The Trinity's watershed covers almost 18,000 square miles in its 715 miles to Galveston Bay. It is a slow-moving river, dammed to form Lake Livingston 120 miles upstream of the bay. Its waters are used for rice field irrigation for most of that stretch, so Livingston dam is discharging throughout the rice-growing season, providing plenty of water for paddling activities. Heavy rainfall events have created major floods in all sections of the river; not even Lake Livingston can hold enough to prevent them. The riverbanks are heavily wooded, and sandbars are common. The backwaters and cypress swamps that drain to the river add to its mystique.
Included in the Trinity complex are its old meander beds, the Old and Lost rivers. Lakes Charlotte, Miller, and Mud are here; and lower still, Cotton Lake and Lake Anahuac. The Trinity is the largest source of freshwater in the Galveston Bay system. The oyster reefs downstream of its mouth are some of the most productive in the bay.
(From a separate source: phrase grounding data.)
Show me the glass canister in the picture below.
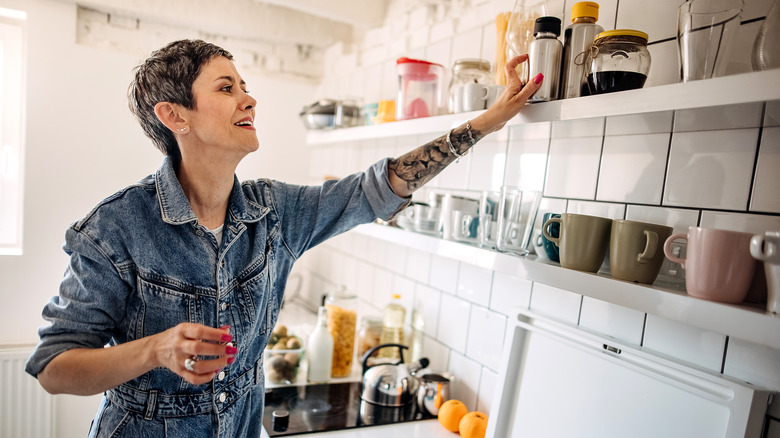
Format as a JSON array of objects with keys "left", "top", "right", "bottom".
[
  {"left": 356, "top": 316, "right": 383, "bottom": 366},
  {"left": 448, "top": 58, "right": 492, "bottom": 113},
  {"left": 396, "top": 57, "right": 444, "bottom": 120},
  {"left": 325, "top": 287, "right": 358, "bottom": 378},
  {"left": 585, "top": 29, "right": 651, "bottom": 95}
]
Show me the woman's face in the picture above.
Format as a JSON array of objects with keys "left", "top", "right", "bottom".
[{"left": 183, "top": 56, "right": 259, "bottom": 159}]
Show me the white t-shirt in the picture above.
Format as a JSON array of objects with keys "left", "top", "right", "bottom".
[{"left": 210, "top": 224, "right": 224, "bottom": 245}]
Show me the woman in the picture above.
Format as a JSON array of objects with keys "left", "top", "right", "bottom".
[{"left": 25, "top": 39, "right": 542, "bottom": 437}]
When I first paddled the lower Trinity, one had to be cautious about barge traffic. Historically, barges ran as far as Liberty, and proposals were afoot to make it navigable as far upstream as Dallas. Frequent shoaling and large loads of sediment to feed shifting sandbars made this economically unfeasible. The dynamic atmosphere of the Trinity has made for many "interesting" trips for me, finding to my chagrin that maps and actual navigable waterways are not always in congruence.